Journal entry No.23, 21/Mar/2012




New schools, new offices, figures of authority, stern discipline, strange places, deadlines, time-frames, plans all make me nervous. Seriously, they do. I am trying to get Musti into another school and I went there today to fill out the registration forms, no biggie I suppose, but then it's me we are talking about - everything is a big deal. All new places give me anxiety attacks, new arenas, new faces, new rules UFFFF! how can I then even think of putting my kid through the ordeal of absolutely new surroundings, new and strange places, and even newer people? But, perhaps he doesn't share this panic that I have of new things.

The I phone is there, the I pad is lying right by my bed and the only reason I don't go near them is that I have this perpetual fear of strange and newer devices!
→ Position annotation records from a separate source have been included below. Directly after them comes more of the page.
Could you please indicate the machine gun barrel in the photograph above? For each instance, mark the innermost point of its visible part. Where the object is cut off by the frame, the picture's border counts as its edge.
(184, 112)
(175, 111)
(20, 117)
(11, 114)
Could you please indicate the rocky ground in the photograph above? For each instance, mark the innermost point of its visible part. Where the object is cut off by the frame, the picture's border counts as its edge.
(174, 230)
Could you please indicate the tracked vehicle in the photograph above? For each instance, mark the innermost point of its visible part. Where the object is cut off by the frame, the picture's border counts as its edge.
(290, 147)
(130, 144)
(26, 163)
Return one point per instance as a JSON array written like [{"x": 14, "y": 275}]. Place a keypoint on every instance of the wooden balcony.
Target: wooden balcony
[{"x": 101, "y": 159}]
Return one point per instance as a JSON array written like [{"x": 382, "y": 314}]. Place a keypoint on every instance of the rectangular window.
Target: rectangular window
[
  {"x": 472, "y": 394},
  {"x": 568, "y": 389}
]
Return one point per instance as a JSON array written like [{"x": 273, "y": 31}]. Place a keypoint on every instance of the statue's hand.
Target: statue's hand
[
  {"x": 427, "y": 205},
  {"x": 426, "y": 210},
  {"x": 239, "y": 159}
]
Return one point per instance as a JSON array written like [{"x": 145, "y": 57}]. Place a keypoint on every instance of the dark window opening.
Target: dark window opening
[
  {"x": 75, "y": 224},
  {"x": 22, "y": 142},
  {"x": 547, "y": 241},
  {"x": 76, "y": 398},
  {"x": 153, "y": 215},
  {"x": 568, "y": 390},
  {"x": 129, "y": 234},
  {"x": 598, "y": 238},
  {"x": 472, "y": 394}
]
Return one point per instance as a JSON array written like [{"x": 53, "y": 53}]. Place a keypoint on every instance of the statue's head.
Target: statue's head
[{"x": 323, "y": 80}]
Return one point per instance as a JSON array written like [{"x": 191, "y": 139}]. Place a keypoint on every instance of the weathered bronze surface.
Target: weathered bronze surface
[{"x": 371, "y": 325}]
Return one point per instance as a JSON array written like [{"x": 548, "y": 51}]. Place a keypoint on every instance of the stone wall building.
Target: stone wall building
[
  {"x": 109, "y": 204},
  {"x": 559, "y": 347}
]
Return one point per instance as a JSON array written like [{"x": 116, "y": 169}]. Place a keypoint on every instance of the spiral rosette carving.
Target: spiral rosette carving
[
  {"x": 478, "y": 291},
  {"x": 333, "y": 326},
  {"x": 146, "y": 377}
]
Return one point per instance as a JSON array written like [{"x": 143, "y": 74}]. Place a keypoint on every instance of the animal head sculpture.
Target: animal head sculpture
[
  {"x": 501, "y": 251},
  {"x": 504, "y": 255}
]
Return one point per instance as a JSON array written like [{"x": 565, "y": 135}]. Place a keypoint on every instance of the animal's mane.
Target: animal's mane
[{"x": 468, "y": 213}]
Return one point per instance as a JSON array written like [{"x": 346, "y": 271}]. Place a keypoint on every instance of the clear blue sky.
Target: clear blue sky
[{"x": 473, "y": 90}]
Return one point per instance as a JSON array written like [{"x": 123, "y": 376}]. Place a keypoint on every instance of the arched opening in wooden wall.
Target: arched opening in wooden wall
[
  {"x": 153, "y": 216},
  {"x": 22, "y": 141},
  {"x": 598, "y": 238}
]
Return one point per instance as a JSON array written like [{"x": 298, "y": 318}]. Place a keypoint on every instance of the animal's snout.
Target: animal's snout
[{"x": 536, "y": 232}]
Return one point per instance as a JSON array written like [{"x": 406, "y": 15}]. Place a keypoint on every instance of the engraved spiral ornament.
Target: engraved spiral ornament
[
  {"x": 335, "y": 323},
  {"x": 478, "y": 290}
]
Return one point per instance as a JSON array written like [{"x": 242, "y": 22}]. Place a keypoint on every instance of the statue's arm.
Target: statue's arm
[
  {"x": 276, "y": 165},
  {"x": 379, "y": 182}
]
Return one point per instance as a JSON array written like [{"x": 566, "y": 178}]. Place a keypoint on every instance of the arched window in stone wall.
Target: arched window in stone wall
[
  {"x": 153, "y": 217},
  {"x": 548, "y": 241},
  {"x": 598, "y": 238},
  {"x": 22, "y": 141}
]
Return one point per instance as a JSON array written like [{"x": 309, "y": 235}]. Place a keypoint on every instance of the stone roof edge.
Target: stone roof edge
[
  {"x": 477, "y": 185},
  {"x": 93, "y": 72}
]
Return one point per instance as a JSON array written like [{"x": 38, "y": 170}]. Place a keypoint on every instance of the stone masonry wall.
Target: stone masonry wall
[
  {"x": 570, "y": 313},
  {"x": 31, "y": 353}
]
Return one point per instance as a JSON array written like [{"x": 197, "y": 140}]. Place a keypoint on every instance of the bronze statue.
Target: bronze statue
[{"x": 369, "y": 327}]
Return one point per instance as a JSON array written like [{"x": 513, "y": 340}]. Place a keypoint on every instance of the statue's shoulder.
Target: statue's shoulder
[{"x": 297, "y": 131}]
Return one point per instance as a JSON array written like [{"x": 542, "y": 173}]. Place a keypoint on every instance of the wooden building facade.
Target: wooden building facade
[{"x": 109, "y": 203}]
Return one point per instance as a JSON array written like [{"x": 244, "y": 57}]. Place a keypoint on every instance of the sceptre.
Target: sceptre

I am increasingly feeling that I must be not 'normal' what ever that normal stands for, is it what the majority of people believe and behave as? maybe.

I get so upset if anyone gets angry with me, something has given way inside me, and as much as I could bear being screamed at and shouted at, I can't do even 1/100th of it now, I just want to run away. And especially if you get yelled at on the phone and called names it unnerves me to death...I wonder now how I could at one point in time have the courage to face this kind of abuse all of the time!! without exaggeration and I am sure I can find few people to verify this fact!

I went to have a look at the lawn prints this evening with Bina, ufff, why is everything so damn pricey and why is it that women have to fall over each other to get at the clothes? why can't we be a slightly more civilized nation!

Now I am going to curl up with a good book and call it a day.